Since there are many GO terms, "GO slim" sets [45] are often used to view the major relevant groups; however, it is difficult to define systematic criteria for selecting these, and predefined sets may be poorly adapted to the project in question. For example, a predefined set may entirely leave out part of the hierarchy that shows DE enrichment in the given experiment. To avoid this problem while still condensing the GO information, the TCW computes a project-specific ‘trimmed’ set, which is designed to highlight non-redundant DE information.

Higher level GO nodes contain lower levels, where a lower level node has either a ‘part-of’ or ‘is-a’ relation to the higher level node. Therefore, there is considerable redundancy in DE enrichment scores between different levels of the hierarchy; hence, the TCW trim algorithm singles out those GOs that appear to be primarily responsible for the enrichment in a given sub-tree using the following rules:

  • If a parent (i.e. higher level node) has a better DE score than any of its children, that indicates that the differential effect is happening biologically at the level of the parent, and being inherited by those children, if any, which also are DE-enriched.
  • Conversely, if a parent has a worse DE score than one of its children, it indicates that the differential effect is happening biologically at the child level (or below), and being seen in diluted form on the parent.

By applying the computation to all GO terms for biological process with a GOseq p-value <0.001 for DE between all B6 reference and hybrid liver and muscle libraries, it reduced 76 terms to 24 (see Fig. 5).
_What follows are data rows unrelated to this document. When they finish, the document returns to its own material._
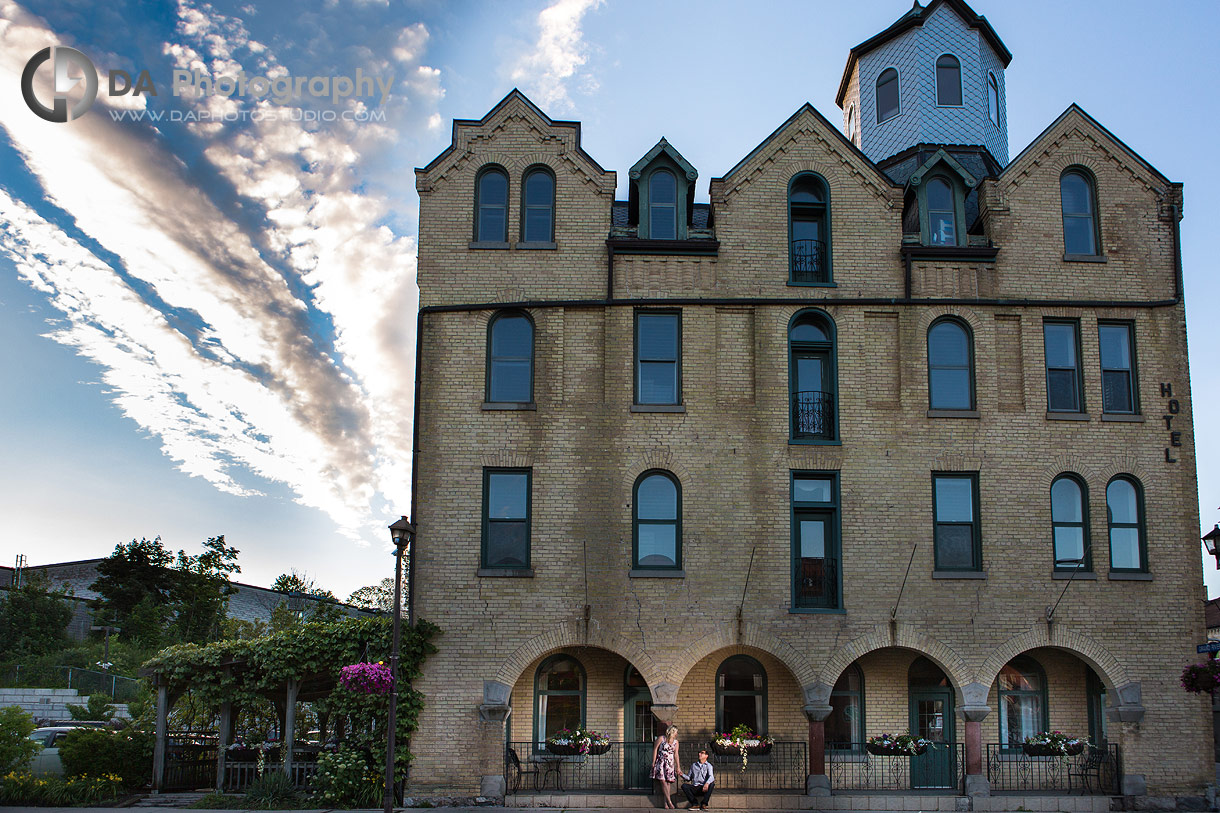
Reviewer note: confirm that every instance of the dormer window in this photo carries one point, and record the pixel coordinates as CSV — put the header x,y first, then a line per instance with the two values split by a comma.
x,y
663,205
948,81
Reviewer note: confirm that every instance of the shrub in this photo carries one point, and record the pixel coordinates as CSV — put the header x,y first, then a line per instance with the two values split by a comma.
x,y
16,747
94,752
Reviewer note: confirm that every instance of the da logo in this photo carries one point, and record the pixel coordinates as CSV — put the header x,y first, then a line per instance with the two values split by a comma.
x,y
60,57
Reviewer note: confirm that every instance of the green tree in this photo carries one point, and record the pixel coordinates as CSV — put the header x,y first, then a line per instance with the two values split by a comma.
x,y
33,618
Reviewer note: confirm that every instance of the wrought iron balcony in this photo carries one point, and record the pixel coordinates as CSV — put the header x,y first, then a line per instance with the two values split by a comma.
x,y
813,415
808,261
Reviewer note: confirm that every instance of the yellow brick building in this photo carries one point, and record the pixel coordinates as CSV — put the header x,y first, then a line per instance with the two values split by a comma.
x,y
892,435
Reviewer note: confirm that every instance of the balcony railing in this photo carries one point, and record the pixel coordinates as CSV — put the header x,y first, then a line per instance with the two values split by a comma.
x,y
1094,770
818,584
813,415
808,261
626,767
940,768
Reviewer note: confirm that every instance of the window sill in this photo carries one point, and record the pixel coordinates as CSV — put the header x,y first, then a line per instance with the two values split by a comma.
x,y
1068,416
658,408
1130,576
504,573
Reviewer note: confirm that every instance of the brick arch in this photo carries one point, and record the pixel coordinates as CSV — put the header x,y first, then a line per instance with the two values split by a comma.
x,y
904,636
753,636
1060,636
572,634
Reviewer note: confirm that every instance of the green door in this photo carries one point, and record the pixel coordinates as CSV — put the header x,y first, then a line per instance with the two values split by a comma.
x,y
931,717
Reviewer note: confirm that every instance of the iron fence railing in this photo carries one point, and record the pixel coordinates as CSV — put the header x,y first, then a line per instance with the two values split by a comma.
x,y
813,415
940,768
808,260
1097,769
626,766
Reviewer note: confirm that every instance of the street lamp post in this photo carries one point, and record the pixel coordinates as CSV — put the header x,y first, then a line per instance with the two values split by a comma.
x,y
403,532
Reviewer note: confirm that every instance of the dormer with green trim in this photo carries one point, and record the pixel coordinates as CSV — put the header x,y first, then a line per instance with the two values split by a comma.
x,y
661,195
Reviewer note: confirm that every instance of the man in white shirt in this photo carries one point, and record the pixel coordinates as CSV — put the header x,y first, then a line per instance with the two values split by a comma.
x,y
700,781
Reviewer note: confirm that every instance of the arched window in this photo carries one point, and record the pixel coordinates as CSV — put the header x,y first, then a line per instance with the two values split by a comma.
x,y
942,215
1021,686
887,94
663,205
492,206
538,209
1124,508
948,81
1069,524
656,521
992,98
559,696
1076,193
741,695
950,360
809,256
510,358
844,726
811,379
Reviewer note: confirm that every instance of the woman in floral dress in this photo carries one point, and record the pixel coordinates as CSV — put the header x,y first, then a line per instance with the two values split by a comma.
x,y
665,763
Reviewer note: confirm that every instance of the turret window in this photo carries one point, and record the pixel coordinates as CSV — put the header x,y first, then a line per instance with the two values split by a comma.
x,y
887,94
948,81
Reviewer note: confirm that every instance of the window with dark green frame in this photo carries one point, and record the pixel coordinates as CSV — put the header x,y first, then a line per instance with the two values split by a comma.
x,y
815,549
510,358
741,695
506,518
1116,344
1124,510
1021,687
1064,385
658,357
844,725
559,696
1069,524
955,516
950,365
656,521
492,205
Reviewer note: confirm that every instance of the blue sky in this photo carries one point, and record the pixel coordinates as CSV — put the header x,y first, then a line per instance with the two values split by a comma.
x,y
208,324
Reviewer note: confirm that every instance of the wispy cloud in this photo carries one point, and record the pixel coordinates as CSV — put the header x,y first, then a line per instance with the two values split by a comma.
x,y
556,55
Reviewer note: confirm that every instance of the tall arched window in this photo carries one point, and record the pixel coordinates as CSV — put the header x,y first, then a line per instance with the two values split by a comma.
x,y
1076,193
942,215
656,521
1021,686
811,377
950,360
663,205
538,209
510,358
1069,524
948,81
887,94
844,726
1124,508
741,695
492,206
559,696
809,255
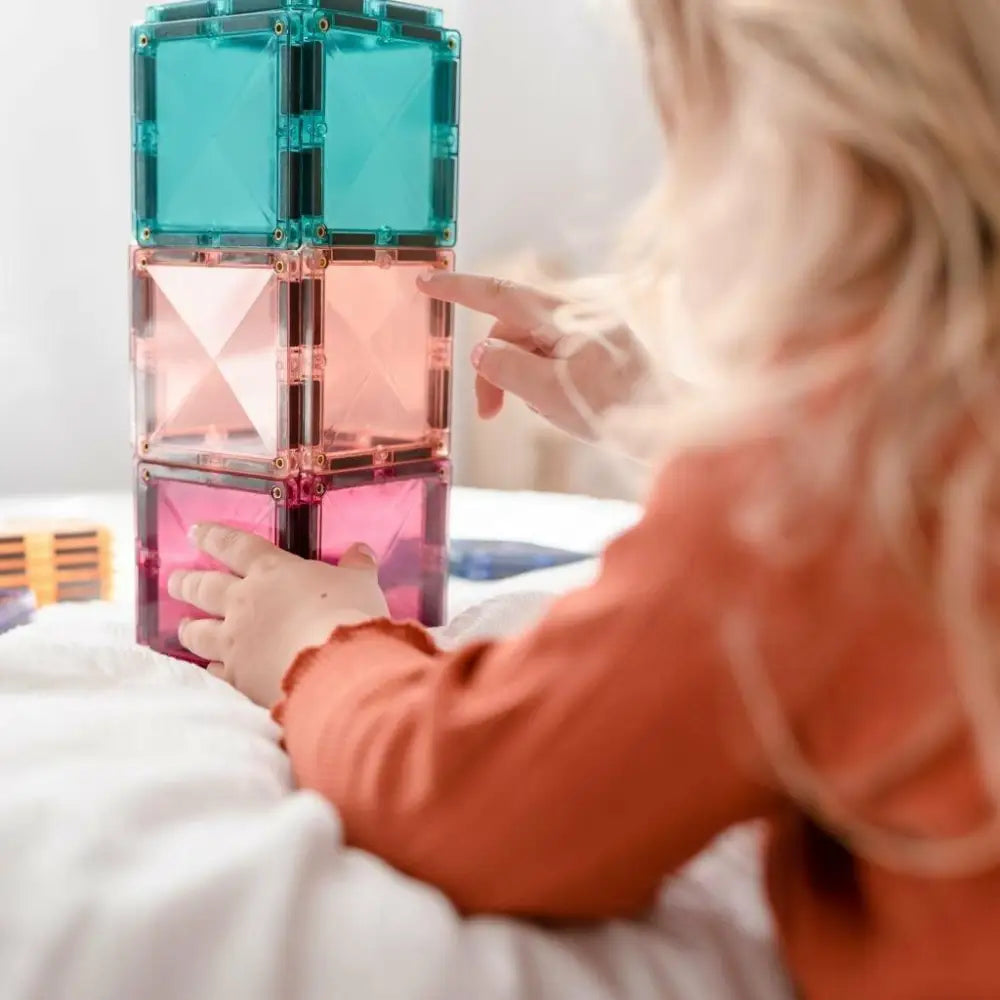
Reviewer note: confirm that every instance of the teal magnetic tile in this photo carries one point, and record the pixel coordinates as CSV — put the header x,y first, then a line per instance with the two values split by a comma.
x,y
386,134
273,128
212,134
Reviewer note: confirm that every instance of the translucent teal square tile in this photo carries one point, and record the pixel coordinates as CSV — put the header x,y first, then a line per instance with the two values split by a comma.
x,y
384,134
317,124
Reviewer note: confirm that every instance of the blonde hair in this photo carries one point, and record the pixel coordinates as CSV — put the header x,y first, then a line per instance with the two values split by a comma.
x,y
829,230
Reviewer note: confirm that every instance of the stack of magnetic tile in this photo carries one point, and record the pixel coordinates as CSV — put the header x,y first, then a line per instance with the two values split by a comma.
x,y
295,171
64,561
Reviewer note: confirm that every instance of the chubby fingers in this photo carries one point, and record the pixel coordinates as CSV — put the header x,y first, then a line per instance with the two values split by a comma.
x,y
209,592
358,556
237,550
517,306
205,638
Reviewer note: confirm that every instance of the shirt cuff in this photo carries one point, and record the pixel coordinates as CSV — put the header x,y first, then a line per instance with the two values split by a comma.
x,y
367,637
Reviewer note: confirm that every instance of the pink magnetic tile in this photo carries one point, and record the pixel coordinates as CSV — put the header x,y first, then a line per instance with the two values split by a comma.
x,y
168,510
207,352
387,351
403,521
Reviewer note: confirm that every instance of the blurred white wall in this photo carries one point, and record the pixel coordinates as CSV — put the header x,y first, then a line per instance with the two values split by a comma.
x,y
557,142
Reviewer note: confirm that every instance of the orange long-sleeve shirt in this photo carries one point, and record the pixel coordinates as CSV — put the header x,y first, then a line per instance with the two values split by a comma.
x,y
564,773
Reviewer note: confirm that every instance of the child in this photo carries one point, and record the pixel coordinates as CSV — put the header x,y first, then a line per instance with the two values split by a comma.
x,y
803,628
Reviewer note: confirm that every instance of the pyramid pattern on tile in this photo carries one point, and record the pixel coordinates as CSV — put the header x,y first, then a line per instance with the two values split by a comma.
x,y
295,169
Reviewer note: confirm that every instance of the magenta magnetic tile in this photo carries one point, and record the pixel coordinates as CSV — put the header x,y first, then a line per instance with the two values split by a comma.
x,y
401,514
215,346
169,502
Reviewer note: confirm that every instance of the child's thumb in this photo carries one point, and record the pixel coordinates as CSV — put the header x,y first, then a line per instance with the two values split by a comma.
x,y
358,557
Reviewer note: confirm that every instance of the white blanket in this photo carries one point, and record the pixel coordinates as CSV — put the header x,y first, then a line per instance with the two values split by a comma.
x,y
152,848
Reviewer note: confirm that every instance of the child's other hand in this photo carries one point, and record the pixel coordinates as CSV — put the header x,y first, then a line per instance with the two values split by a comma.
x,y
526,354
270,607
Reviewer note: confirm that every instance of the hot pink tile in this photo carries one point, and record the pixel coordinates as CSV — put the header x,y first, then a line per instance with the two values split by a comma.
x,y
167,510
387,351
403,520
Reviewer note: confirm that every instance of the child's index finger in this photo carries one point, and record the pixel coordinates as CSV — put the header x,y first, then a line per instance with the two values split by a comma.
x,y
507,301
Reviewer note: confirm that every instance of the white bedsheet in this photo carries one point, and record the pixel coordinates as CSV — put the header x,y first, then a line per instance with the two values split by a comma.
x,y
152,848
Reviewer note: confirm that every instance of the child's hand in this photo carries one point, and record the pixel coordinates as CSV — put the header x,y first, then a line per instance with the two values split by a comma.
x,y
272,606
527,355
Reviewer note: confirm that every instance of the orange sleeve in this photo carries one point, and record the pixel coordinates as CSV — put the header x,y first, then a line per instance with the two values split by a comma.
x,y
563,773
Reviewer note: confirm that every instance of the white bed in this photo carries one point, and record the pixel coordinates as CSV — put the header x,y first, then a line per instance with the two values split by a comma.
x,y
152,848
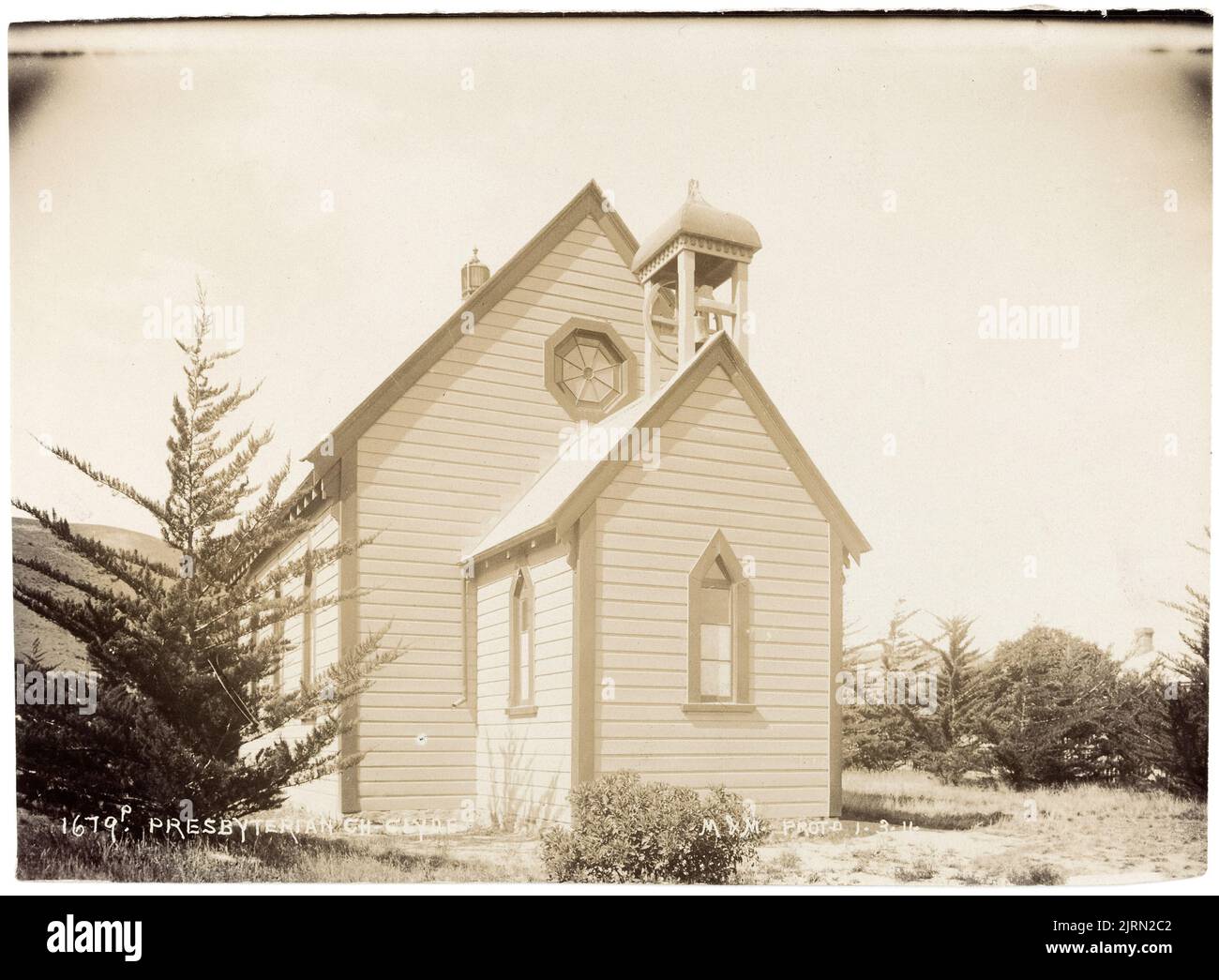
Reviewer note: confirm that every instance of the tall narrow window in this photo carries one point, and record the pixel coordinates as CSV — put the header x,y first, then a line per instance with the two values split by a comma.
x,y
520,641
308,622
718,628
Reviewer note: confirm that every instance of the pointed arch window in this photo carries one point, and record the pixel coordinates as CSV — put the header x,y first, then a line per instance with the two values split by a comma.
x,y
520,641
718,628
309,622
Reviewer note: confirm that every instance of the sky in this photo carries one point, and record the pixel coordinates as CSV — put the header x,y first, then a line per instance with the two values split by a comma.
x,y
909,178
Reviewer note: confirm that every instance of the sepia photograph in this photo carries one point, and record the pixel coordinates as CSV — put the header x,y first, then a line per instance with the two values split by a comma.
x,y
686,448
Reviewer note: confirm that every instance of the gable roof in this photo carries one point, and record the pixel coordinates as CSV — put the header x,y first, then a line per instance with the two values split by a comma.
x,y
569,485
589,203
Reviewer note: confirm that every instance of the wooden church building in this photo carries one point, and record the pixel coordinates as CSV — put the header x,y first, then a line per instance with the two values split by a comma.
x,y
597,543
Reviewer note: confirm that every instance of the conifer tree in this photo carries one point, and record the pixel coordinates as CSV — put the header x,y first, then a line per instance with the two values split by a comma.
x,y
947,740
876,735
1181,692
186,655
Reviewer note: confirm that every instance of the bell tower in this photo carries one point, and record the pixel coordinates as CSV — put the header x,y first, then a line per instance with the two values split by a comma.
x,y
682,264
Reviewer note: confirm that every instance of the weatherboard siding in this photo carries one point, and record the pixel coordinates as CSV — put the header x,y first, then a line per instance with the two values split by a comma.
x,y
718,471
434,473
523,763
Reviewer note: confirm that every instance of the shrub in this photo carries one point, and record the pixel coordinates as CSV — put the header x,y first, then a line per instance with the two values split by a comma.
x,y
921,870
1036,874
625,829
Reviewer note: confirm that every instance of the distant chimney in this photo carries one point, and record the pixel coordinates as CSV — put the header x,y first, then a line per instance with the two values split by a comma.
x,y
1142,642
474,276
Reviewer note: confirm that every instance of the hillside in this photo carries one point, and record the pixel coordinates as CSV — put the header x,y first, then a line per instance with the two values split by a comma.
x,y
29,539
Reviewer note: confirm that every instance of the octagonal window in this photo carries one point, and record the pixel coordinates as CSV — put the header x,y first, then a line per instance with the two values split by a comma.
x,y
589,369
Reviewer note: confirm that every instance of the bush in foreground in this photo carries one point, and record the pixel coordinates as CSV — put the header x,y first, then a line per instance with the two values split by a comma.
x,y
625,829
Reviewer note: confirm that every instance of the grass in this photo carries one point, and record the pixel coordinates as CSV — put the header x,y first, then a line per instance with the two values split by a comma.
x,y
973,835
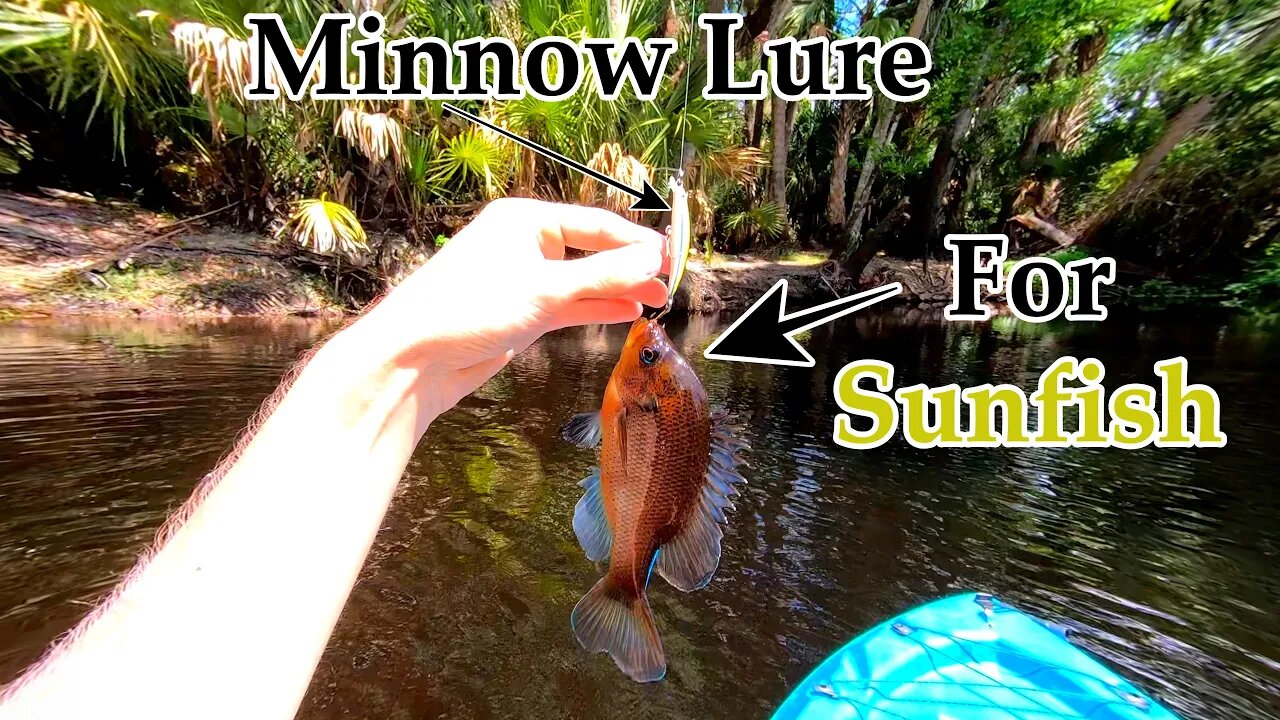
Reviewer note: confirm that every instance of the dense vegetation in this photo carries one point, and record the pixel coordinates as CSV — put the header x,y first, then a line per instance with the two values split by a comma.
x,y
1148,130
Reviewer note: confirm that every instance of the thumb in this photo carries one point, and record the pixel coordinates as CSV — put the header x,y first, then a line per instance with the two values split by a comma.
x,y
608,273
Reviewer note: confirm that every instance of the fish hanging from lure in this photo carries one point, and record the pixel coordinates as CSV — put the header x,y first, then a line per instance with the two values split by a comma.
x,y
668,468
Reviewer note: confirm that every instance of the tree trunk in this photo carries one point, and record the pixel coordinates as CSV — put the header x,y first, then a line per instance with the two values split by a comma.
x,y
1179,127
778,153
880,137
856,261
849,114
1183,123
781,135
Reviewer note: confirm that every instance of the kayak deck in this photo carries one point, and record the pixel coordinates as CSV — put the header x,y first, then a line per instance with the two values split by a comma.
x,y
965,657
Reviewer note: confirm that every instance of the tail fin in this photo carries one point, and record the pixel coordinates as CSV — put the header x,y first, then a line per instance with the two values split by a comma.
x,y
611,620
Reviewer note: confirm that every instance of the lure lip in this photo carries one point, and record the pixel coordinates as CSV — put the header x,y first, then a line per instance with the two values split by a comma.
x,y
677,238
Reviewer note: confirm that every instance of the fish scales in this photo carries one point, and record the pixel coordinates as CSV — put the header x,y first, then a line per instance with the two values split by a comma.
x,y
667,470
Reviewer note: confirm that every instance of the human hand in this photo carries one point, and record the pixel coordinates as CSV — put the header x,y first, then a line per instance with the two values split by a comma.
x,y
503,281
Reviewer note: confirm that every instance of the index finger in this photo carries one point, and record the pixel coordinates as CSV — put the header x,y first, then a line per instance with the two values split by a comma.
x,y
589,228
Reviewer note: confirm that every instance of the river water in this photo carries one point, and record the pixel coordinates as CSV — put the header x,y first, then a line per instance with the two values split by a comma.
x,y
1165,563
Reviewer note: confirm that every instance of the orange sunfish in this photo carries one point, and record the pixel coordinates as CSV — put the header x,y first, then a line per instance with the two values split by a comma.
x,y
667,470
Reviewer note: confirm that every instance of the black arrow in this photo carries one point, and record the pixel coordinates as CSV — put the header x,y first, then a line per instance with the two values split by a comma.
x,y
648,197
764,333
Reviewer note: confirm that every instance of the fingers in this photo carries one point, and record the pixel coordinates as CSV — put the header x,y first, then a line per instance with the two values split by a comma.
x,y
652,292
597,311
611,273
475,376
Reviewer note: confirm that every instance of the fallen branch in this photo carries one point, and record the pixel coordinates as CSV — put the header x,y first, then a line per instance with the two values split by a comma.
x,y
170,229
1048,229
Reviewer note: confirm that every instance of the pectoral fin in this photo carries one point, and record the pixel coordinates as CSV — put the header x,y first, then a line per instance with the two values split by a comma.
x,y
590,523
583,429
689,560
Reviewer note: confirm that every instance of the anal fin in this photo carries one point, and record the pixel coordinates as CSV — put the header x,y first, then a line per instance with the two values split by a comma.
x,y
609,620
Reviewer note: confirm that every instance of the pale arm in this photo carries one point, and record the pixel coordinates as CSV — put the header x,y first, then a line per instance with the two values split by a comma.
x,y
231,615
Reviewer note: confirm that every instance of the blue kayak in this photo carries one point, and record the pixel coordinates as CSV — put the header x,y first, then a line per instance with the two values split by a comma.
x,y
965,657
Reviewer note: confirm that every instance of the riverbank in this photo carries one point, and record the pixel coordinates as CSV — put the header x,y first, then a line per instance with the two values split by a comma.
x,y
71,254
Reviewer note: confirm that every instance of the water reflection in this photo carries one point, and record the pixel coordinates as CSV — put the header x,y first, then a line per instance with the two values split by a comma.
x,y
1161,560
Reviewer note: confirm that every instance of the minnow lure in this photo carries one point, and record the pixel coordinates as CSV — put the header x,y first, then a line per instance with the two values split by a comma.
x,y
679,238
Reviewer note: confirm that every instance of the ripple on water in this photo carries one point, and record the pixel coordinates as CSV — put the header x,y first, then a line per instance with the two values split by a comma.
x,y
1162,563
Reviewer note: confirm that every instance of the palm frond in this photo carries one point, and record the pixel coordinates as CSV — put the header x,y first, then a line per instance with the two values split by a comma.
x,y
375,135
612,160
327,227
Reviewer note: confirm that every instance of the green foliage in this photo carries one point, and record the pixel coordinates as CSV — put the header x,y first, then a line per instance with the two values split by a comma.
x,y
766,219
1258,291
1165,295
1064,100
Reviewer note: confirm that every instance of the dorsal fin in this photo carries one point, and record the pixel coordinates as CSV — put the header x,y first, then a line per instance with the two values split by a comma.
x,y
689,560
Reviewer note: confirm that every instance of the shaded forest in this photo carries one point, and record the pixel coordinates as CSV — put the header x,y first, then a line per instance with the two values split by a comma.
x,y
1144,130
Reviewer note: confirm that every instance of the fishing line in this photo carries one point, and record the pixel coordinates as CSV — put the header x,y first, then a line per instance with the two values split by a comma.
x,y
689,76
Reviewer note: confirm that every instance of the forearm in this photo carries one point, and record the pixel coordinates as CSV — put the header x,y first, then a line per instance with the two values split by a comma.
x,y
242,597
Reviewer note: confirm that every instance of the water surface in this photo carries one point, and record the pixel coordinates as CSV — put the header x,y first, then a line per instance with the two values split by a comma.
x,y
1162,561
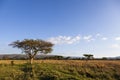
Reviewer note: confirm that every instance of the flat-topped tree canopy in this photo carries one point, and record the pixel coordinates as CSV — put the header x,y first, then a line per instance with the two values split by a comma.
x,y
32,47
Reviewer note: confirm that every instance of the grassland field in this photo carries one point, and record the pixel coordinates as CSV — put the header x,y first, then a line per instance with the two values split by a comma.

Figure 5. TCW trimmed GO set.

All 76 DE-enriched GOs are shown in the table, and the 24 green rows are the trimmed set.

iPlant Atmosphere Images

Two atmosphere images have been created, one for all the AW software and the other for all TCW software. To run the AW the user only needs to upload their data to their iPlant account and start up an AW instance. The user interacts with the AW software through a desktop emulator. The demo files are part of the image, so the user can immediately try the software. To run the AW software on their own files, they may need to increase their iPlant resource allocations, and then they link to their files on their account and start the pipeline. The user can download the MySQL database to their computer from their iPlant account, download the viewAW executable from the AW website, and make the data and results available to the public for query and display.

Mouse dataset

Though this manuscript is not intended to provide heterosis mouse results (Goff, in preparation), we used the mouse data from the F1 hybrid progeny in order to demonstrate the AW features and provide some performance results. The dataset has 4 tissues and 4 replicates of Illumina RNA-Seq data (paired end reads, 100 bp); deposited to the Short Read Archive (SRA) at GenBank under accession SRP050309. The hybrid parents are the mouse inbreds (C57BL/6J and BALB/cByJ). The reference genome GRCm38 (strain C57BL/CJ) was downloaded from Ensembl [46]. The variant VCF file was downloaded from the Sanger Centre [47]. Variant effects were obtained from Ensembl Variant Effect Predictor [36].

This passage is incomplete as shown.